Neil’s Notes and Thoughts – Building a Realtime Messaging Platform with Erlang

Building a Realtime Messaging Platform with Erlang

April 21, 2013

Recently at work, we launched a realtime messaging feature. We used Erlang to build a central part of this feature's server infrastructure. This post goes into some detail about building this infrastructure and what I learned along the way.

Designing the Platform

The big goals of the server platform were highly-availablity and scalability; allowing us to potentially handle millions of concurrent connections. We used a lot of Python elsewhere, so a Python-based solution was preferable. But, I strongly believe in using the right tool for the job. After doing some prototyping, talking to a few friends and seeing this presentation, Erlang felt like the right tool for the job. I was also well aware of Erlang's success at Facebook and MochiMedia, where I worked previously. At MochiMedia, I had written some Erlang, but I was far from an Erlang expert and this project would be the first Erlang-based service I was building from the ground up.

Once I decided on Erlang, there were two other important choices to be made:

Roll our own protocol or use a pre-existing one.
Roll our own server or use one off-the-shelf, preferably one that is open source.

Our project team was relatively small (4 engineers total) and for most of the project I was the engineer responsible for building the server infrastructure. Thankfully both XMPP, an open messaging protocol, and ejabberd, an open source XMPP Server, existed. Using XMPP would allow us to spend more time adding features (sending media messages, locations messages, etc.) and tuning the user experience rather than designing network protocols and building the accompanying libraries.

We found mature open source XMPP libraries for both iOS and Android client platforms quickly. On the server-side, ejabberd is a highly-performant Erlang-based XMPP server with a pluggable module system allowing lots of customizations. ejabberd uses Erlang's distribution protocol, so we could just attached ejabberd nodes together to scale the platform horizontally. We built a number of custom ejabberd modules including:

An auth module to verify authentication credentials stored in existing MongoDB collections.
An offline module to send Apple and/or Android push notifications to 'offline' users.
A pubsub module to send and receive pubsub data (we use XMPP pubsub for group chats) to a Python-based web service. We called this the 'storage service layer' and built it using Flask and Gevent with data stored in MongoDB.

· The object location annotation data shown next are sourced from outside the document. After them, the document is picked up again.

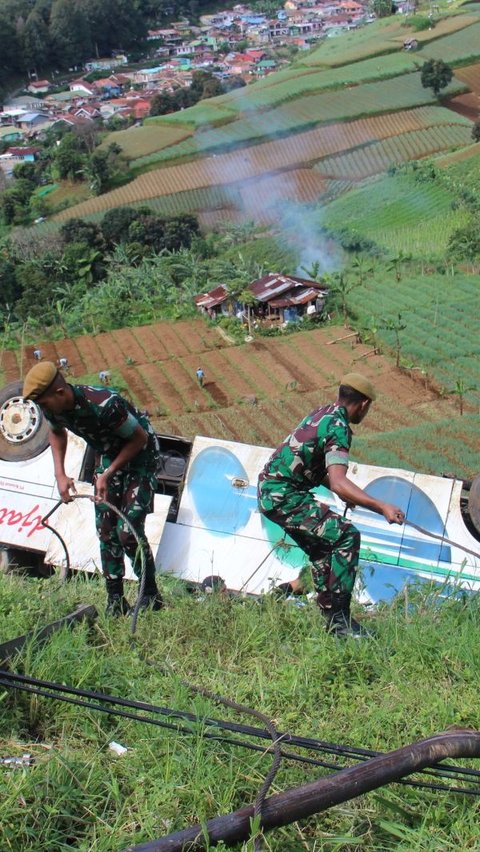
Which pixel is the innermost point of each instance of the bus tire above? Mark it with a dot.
(23, 428)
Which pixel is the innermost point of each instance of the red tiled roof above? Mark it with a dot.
(213, 298)
(271, 286)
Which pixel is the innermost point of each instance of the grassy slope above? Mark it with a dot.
(410, 682)
(400, 214)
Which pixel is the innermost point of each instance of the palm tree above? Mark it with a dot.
(395, 325)
(341, 285)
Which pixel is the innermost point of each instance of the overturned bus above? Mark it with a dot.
(205, 520)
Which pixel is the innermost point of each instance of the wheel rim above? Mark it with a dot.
(20, 419)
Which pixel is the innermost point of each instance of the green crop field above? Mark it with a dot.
(396, 93)
(441, 317)
(270, 92)
(141, 141)
(377, 38)
(208, 112)
(399, 213)
(374, 158)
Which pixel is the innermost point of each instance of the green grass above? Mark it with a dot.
(399, 213)
(377, 38)
(210, 112)
(388, 95)
(418, 677)
(457, 48)
(376, 157)
(287, 85)
(440, 313)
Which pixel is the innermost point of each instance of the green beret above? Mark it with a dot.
(39, 379)
(360, 383)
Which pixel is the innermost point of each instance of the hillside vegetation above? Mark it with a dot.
(371, 184)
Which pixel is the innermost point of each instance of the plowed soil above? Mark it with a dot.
(255, 392)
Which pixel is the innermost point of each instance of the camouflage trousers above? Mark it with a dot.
(132, 493)
(331, 543)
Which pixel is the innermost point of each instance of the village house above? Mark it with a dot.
(38, 87)
(107, 63)
(9, 133)
(279, 299)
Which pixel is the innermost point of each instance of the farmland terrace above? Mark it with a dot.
(256, 392)
(346, 111)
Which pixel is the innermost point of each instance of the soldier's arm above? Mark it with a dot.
(344, 488)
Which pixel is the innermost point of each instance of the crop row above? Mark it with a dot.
(272, 92)
(377, 157)
(470, 75)
(457, 47)
(141, 141)
(377, 38)
(396, 93)
(391, 201)
(426, 239)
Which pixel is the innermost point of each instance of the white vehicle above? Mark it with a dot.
(205, 520)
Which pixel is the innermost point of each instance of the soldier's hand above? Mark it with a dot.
(101, 487)
(66, 488)
(393, 514)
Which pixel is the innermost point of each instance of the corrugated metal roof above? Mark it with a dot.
(213, 298)
(299, 297)
(273, 285)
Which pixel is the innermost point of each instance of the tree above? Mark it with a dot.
(36, 41)
(435, 75)
(115, 224)
(69, 33)
(341, 285)
(79, 231)
(68, 158)
(382, 8)
(464, 243)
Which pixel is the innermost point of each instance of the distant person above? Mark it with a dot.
(316, 453)
(127, 458)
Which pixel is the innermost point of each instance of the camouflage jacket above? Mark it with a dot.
(300, 463)
(105, 420)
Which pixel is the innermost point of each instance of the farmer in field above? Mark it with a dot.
(316, 453)
(126, 462)
(200, 377)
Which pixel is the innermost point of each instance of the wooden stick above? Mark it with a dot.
(367, 354)
(291, 805)
(344, 337)
(9, 649)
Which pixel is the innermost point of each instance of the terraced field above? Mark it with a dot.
(236, 168)
(257, 392)
(141, 141)
(399, 214)
(367, 99)
(455, 48)
(375, 158)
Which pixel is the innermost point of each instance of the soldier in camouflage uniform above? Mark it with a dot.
(316, 453)
(127, 456)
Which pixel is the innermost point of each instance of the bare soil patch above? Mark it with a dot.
(90, 354)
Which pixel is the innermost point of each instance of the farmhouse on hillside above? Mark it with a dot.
(278, 298)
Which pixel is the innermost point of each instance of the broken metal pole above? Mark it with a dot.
(300, 802)
(9, 649)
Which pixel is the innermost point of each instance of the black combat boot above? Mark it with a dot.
(151, 598)
(339, 620)
(117, 604)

By default, ejabberd uses mnesia to store pubsub data which is replicated to each node (ie. share everything). After doing some simple data usage projections, we realized that our pubsub data would not be a good fit for mnesia. So, we built the storage service layer to manage the pubsub data. This layer also uses write-through caching to minimize database queries. The caching allowed us to avoid problems with database replication lag, high query load, and the strange and unexpected ways we have seen MongoDB fail. The ejabberd changes to use this service were isolated to the custom pubsub module. Ejabberd was still using mnesia ram_copies to store session data. When a new ejabberd nodes starts it would first sync this session data before handling user requests. The session data seemed small enough (~50MB) that replicating it across the cluster did not warrant concern. Ideally, we wanted to move ejabberd to a share-nothing architecture to make it faster to add nodes to the cluster. But, to hit our shipping deadline it seemed reasonable to defer moving session data out of mnesia.

Post-launch Lessons

When the big green button was pressed (ie. we launched), we quickly found using mnesia for sessions was horrible. Our mobile clients typically connect to ejabberd for very short durations (2-5 minutes); making session data extremely volatile. Profiling ejabberd, showed certain Erlang processes spending most of their time reading from and writing to mnesia tables. By default, ejabberd uses synchronous mnesia operations to guarantee data consistency across the cluster. Under peak usage, the synchronous operations sometimes slowed ejabberd response times to 10 seconds. During a long caffeine-fueled night, I completely rewrote the ejabberd session manager using Redis as the data store. Once I rolled out this change, our problems disappeared. Additionally, the ejabberd cluster was now running in a completely share-nothing architecture; we could now add ejabberd nodes instantly and readily scale horizontally as growth demanded.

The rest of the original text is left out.